Wednesday, May 19, 2010

Book Review: Soulless by Gail Carriger

I have often lamented that there are just not enough bustles, corsets, or ugly hats in traditional Gothic Horror Fantasy stories.  Thankfully, just in time, I was rescued from this wasteland of decolletage by the wasp-waisted wit if Victorian-era horror writer Gail Carriger and her new book, Soulless.

Having seen a release for the book from Orbit Press a few weeks ago, I decided to recommend it to our Suspense Central Moderator, Aurelia Long, as a potential candidate for August's New Kids on the Bloch: New Visions of Gothic Horror Theme.  When it was decided that this book would be the August selection, I immediately tore into it like a spinster into a treacle tart.

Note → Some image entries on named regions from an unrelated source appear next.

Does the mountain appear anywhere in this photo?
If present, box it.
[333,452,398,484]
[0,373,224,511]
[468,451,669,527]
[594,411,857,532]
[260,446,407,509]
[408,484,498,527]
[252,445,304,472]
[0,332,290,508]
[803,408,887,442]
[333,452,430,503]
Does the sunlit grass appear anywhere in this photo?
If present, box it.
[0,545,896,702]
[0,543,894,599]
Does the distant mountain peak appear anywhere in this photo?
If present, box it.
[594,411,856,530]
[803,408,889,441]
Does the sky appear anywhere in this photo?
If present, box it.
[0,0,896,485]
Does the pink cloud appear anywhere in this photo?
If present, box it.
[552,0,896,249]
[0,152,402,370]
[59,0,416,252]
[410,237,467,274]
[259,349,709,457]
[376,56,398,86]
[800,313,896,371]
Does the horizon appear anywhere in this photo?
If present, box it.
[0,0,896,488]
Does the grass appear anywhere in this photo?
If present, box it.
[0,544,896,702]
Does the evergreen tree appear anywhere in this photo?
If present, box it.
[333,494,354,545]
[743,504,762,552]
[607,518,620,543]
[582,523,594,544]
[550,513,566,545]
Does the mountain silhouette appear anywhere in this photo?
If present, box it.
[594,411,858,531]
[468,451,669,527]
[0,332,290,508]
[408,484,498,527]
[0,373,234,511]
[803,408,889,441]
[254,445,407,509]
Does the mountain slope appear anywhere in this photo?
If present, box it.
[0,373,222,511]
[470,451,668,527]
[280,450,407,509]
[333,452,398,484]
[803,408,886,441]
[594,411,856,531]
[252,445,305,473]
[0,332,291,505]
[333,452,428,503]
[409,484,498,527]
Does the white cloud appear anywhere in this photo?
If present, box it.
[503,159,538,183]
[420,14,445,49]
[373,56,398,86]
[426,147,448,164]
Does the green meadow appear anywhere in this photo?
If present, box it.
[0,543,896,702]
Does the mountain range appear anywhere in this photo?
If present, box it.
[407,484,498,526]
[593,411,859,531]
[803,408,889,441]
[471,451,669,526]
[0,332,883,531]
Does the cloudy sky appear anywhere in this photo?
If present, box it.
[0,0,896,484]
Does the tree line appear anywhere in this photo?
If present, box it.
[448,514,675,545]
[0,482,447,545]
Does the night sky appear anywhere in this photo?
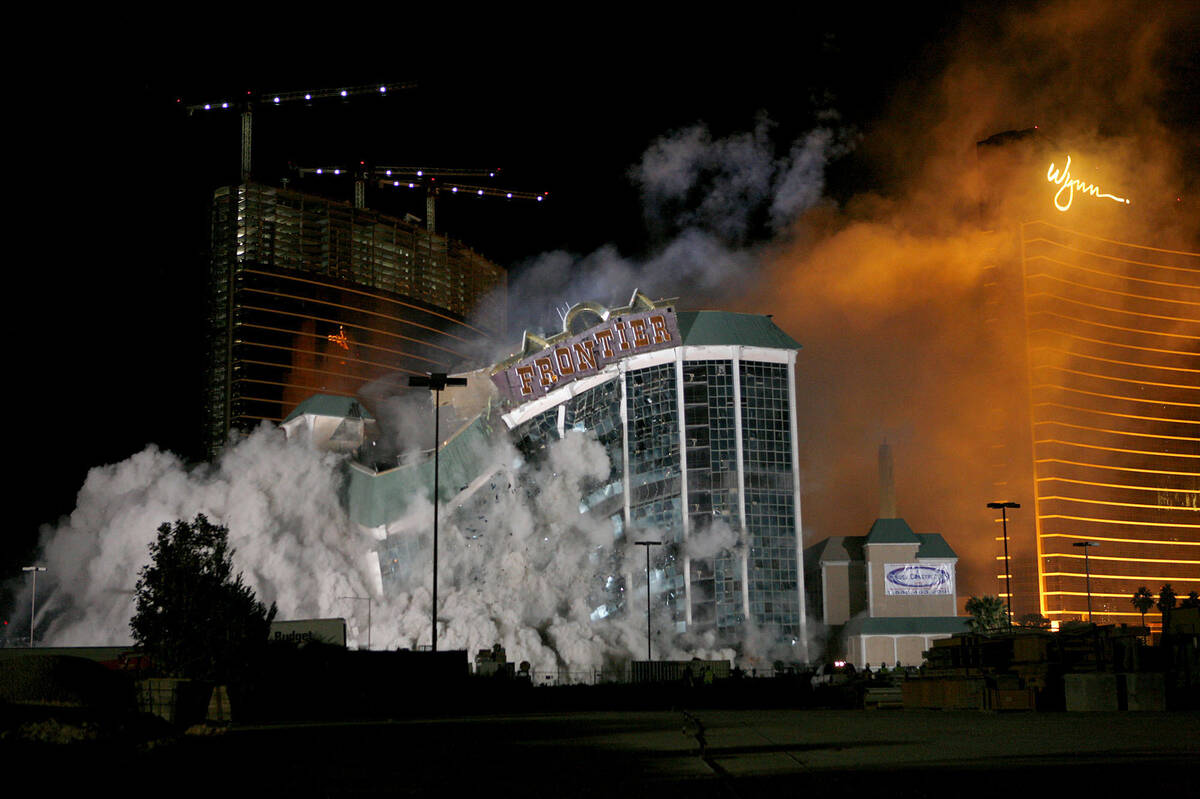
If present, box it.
[0,4,1198,612]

The book itself is the standard 'series starter book', replete with introductions of all the characters, set-up of the mechanics of the universe, and an explanation of who the opposing and allied forces are.  In the opening scene we meet Miss Alexia Tarabotti, English spinster extraordinary, and in the first two pages we see every paragraph, actually near every sentence, start of with the notable young woman's name.  This is incredibly off-putting, and were I made of less stern stuff, I would likely have stopped right there and then.  I am grateful that I persevered, though, for the rest of the book more than made up for the tedious two introductory pages.

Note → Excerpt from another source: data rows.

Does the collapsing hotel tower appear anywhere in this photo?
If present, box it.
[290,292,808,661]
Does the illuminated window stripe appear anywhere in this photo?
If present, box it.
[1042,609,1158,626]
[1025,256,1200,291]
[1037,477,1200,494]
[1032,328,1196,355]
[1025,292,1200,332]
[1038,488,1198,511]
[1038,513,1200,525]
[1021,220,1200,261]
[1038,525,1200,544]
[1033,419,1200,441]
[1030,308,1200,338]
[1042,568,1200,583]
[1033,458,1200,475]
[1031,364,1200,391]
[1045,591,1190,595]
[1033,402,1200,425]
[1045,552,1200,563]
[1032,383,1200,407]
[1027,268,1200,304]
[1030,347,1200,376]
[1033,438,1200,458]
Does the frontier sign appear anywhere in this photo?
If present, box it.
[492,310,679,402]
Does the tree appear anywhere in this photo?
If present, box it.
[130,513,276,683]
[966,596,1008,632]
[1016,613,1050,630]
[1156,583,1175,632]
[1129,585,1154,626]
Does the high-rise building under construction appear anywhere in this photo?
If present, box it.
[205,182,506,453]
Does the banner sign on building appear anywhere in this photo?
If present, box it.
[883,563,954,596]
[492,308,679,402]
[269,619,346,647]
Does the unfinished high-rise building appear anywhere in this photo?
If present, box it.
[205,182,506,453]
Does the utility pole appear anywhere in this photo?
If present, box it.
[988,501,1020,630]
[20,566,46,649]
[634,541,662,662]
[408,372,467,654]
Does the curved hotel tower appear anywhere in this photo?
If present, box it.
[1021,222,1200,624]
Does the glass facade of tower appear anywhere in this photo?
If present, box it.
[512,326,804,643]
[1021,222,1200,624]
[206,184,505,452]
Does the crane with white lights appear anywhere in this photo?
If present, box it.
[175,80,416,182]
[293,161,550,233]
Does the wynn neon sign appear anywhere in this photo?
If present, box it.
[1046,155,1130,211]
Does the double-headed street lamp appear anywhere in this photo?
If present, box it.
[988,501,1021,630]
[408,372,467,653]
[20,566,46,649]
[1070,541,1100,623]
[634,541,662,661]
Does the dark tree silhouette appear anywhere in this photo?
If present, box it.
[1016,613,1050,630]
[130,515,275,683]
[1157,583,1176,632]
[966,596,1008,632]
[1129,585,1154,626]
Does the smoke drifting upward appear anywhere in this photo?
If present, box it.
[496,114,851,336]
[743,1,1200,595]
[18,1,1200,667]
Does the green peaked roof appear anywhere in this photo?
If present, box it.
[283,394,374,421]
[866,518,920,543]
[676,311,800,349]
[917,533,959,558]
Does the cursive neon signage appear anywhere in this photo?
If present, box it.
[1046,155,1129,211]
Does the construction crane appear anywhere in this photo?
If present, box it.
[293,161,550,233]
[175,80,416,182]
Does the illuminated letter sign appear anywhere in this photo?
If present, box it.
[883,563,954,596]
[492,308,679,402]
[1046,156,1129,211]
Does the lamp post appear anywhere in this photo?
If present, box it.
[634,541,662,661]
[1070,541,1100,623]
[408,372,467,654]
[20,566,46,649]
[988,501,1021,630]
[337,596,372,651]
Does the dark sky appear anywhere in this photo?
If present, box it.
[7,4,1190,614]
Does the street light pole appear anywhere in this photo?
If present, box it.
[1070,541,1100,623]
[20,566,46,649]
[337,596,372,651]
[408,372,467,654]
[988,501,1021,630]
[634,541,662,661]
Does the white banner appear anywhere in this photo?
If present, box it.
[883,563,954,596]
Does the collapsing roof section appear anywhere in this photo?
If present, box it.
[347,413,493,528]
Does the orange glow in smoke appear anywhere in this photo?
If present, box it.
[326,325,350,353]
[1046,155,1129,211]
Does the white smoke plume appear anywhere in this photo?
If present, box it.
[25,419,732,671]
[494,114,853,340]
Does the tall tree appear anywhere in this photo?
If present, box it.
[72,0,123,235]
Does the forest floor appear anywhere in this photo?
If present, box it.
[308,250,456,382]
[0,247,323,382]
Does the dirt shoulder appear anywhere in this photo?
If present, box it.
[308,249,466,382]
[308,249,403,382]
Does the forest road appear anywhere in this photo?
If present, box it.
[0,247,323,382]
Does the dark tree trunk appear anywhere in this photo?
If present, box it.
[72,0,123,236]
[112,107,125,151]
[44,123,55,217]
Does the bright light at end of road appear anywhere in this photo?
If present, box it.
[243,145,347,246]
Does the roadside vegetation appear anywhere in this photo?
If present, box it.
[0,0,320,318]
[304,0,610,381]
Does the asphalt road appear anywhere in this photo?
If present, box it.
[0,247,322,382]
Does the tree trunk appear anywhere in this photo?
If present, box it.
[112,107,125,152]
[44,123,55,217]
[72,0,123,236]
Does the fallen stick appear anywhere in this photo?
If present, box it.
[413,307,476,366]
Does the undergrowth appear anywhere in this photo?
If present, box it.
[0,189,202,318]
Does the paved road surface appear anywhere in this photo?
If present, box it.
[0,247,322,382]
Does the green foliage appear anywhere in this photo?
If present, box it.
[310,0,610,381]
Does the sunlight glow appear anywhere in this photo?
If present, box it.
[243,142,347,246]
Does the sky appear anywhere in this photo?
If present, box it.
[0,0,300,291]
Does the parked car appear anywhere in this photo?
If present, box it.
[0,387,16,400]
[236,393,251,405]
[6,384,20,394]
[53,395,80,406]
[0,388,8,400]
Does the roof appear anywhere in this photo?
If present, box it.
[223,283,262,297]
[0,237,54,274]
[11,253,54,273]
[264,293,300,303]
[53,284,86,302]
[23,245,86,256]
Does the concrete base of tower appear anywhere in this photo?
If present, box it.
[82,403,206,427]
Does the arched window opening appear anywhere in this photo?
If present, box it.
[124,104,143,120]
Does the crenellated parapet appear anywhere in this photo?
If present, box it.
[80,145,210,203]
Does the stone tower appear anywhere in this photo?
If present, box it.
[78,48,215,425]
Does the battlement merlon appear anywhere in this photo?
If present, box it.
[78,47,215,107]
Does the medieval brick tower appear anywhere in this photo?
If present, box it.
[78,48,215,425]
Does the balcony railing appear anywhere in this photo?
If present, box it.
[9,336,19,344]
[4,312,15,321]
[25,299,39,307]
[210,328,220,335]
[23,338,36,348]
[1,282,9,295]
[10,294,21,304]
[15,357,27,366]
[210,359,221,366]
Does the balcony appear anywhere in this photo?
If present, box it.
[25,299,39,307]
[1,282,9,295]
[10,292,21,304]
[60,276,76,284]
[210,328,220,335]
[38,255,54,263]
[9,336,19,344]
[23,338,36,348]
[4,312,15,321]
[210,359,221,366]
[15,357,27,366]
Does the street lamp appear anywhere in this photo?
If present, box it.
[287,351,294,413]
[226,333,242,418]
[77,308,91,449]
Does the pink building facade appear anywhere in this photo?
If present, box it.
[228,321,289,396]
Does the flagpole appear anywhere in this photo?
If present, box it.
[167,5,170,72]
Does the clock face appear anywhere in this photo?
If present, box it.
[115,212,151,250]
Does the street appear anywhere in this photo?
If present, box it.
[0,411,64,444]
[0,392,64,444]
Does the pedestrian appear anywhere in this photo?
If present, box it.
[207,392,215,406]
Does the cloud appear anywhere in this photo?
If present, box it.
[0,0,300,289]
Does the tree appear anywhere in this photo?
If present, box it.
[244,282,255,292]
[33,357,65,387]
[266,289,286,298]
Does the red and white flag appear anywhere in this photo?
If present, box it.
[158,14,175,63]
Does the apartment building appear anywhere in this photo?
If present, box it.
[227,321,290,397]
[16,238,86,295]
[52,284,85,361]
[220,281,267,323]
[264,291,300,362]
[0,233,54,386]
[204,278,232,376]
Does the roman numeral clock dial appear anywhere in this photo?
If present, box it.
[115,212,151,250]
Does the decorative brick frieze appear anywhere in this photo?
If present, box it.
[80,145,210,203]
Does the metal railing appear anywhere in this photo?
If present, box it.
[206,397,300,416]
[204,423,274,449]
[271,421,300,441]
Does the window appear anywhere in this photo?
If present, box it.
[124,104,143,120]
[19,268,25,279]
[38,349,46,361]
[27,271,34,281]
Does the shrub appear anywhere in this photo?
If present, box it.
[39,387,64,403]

Miss Tarabotti is the product of her mother's first marriage to an Italian emigre, is a notable bluestocking, and a preternatural.  What, you might well ask, is a preternatural?  Well,  a preternatural is a being who emits an aura that turns off the supernatural powers of Ghosts, Vampires, and Werewolves, rendering such supernatural creatures wholly mortal and, thus, easily dispatched.  In addition to her immunity from the supernatural predators, Miss Tarabotti has a brilliant mind, and has immersed herself in the sciences of Aetherics and Biology, as well as literature of a... less discrete sort.  While this might not seem important, trust me, it will be.

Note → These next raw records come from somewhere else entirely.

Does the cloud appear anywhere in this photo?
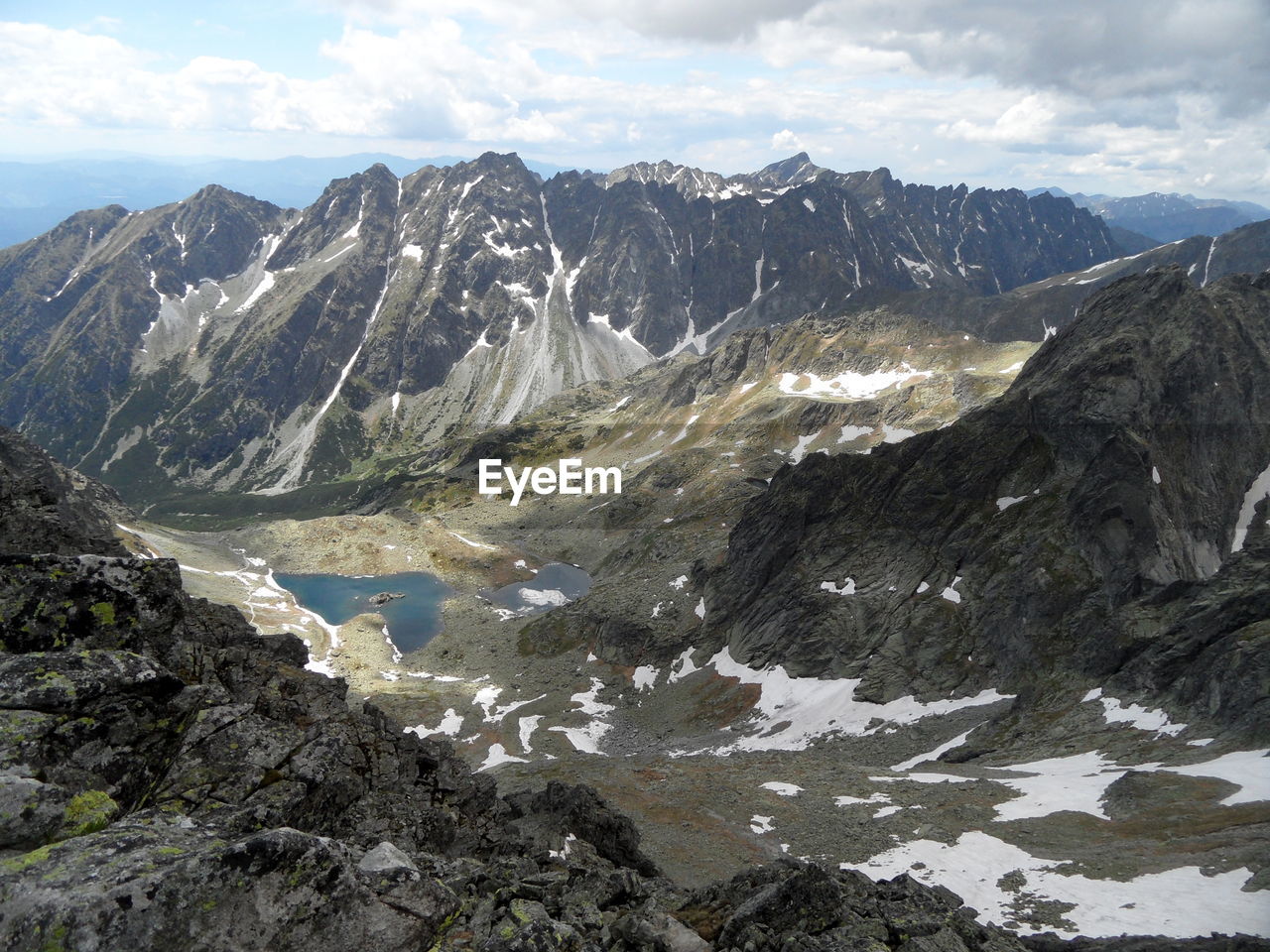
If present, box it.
[0,0,1270,202]
[772,130,803,153]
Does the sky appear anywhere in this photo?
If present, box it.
[0,0,1270,204]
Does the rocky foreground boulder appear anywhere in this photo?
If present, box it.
[0,420,1270,952]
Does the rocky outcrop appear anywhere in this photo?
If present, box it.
[704,269,1270,738]
[0,414,1112,952]
[854,221,1270,340]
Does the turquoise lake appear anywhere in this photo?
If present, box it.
[273,572,453,652]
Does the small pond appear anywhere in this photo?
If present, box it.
[273,572,453,652]
[480,562,590,615]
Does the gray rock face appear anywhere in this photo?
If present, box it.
[704,269,1270,736]
[0,154,1117,498]
[0,360,1266,952]
[854,221,1270,340]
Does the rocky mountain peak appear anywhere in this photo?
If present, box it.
[706,269,1270,733]
[754,153,822,185]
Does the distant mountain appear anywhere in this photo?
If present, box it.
[0,153,578,248]
[1028,186,1270,243]
[860,219,1270,341]
[0,154,1119,495]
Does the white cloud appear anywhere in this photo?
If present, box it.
[0,0,1270,202]
[772,130,803,153]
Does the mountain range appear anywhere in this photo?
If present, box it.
[0,147,1270,952]
[1028,186,1270,251]
[0,154,1120,502]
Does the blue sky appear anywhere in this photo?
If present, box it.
[0,0,1270,203]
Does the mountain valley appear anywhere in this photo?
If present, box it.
[0,154,1270,949]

Surrounding our Victorian heroine in 1870's London is a cast of bizarrely well fleshed out characters.  As a point of fact, one has a tendency to forget that this is a first book by a new author, so well turned out are her characters.  From the gruffly romantic werewolf Lord Connal Maccon to his Pack Beta and partner at the BUR (Bureau of Unnatural Registry, where supernaturals are required to register) Professor Lyall and the mysterious and foppish dandy Vampire rove Lord Akeldama, we get an excellent taste of the supernatural, or nighttime set as the daylighters call them.  Looking into the daytime folk, we see one of the most amazing characters to ever grace the page, Miss Jill Hisselpenny (another spinster with a proclivity towards eye-searingly ugly hats), swanning about the society  the vapid and irritating pages with members of the Loontwill family (Miss Tarabotti's mama's family through her second marriage to the miser, Squire Loontwill), and the members of the Hypocras Club.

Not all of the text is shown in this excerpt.